Nothing fresh is exciting. There isn’t a farmers market to explore, a garden to pick, or an orchard to visit, leaving me uninspired and the kids uninterested in trying new produce.
Since the winter brings veggies that we as a family don’t like to eat raw (broccoli, sweet potatoes, haricots vert, cauliflower, etc) I tend to roast veggies all winter long. Luckily, I have my kids convinced that the char on the broccoli (and sweet potatoes and cauliflower and green beans and, well you get the drift) is what makes them taste so good. This allows me to sneak in other veggies to try (think brussel sprouts) if they have the same black char on them. However, the selection is still limited, so when I can I like to add in something fun.
Veggies in bright colors are fun!
These Rosemary Roasted Carrots can be made with any color carrots that you have laying around. However, if you have a Trader Joe’s nearby, I highly recommend trying out these tri-color carrots. (This is not an ad, I’m just a big fan of TJ’s).
We just love these carrots around here.
We eat ‘em raw, roasted them up, make carrot fries, whatever your pleasure. Have a little one who can’t yet chew on a carrot? Check out this post to see how I puree these for new eaters.
And carrots aren’t the only veggie that come in three fun colors, despite a conversation I once overheard at a wedding. I kid you not, adults couldn’t believe that asparagus could be white, green or purple. Fifteen minutes later and some googling, I had convinced them.
But I digress.
I started making this carrot recipe at the end of last summer when we had grown rosemary and carrots in our garden. The kids picked the rosemary from the garden. They pulled the carrots out of the ground. They picked the leaves off the stems and helped sprinkle it all over the carrots (yes, all 6 of them that we pulled).
Letting kids help, makes it more likely they will eat what serve.
These make a great side dish to just about anything and are a good introduction to a mild herb for your kids. Roasted carrots go with fish, meatloaf, grilled chicken, or even a big ole pot of soup.

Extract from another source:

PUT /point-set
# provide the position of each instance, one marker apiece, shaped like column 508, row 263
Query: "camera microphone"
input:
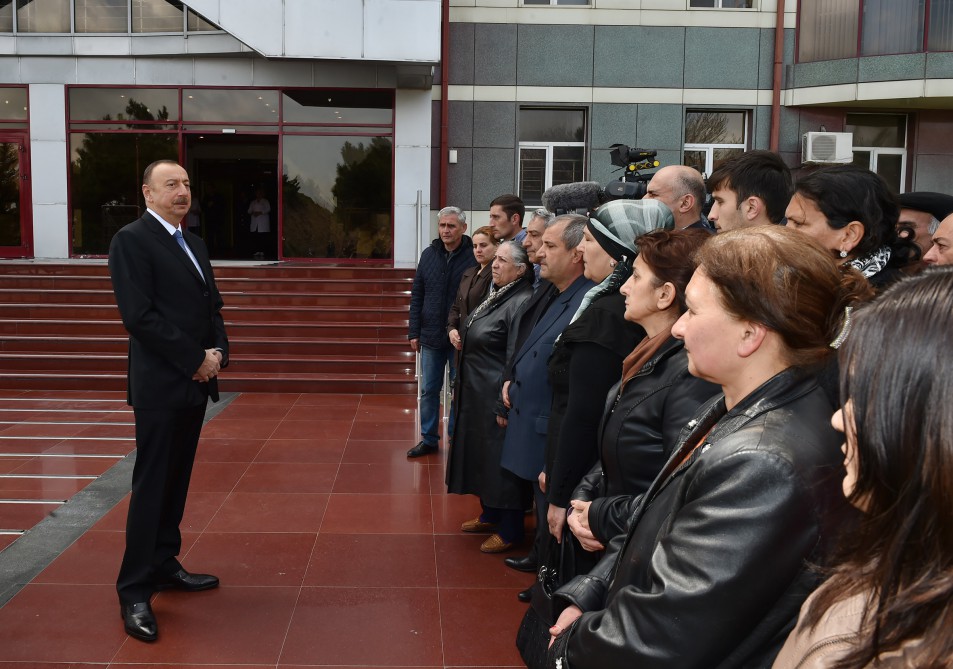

There are never leftovers of these carrots 🙁
I can barely get them to the table with out someone stealing them off the baking tray.
Rosemary Roasted Carrots
2 lb bag tri-colored carrots (or two pounds of any carrots you have)
2 TB olive oil
4-5 sprigs rosemary, leaves pulled off the stem
1 teaspoon sea salt
Line a baking sheet with aluminum foil. Preheat oven to 400 degrees F
Wash and peel carrots, cut off the very tops.
Cut the carrots in half lengthwise and then cut into 3 to 4 inch pieces. Try to keep the carrots the same size so that they roast at the same rate
Spread carrots out on baking sheet.
Drizzle with olive oil, being sure to coat all the carrots
Sprinkle with salt
Sprinkle rosemary leaves over the top
Roast 30-40 minutes. After about 25 minutes, I like to go in and shake pan around to make sure nothing is sticking and carrots are roasting evenly.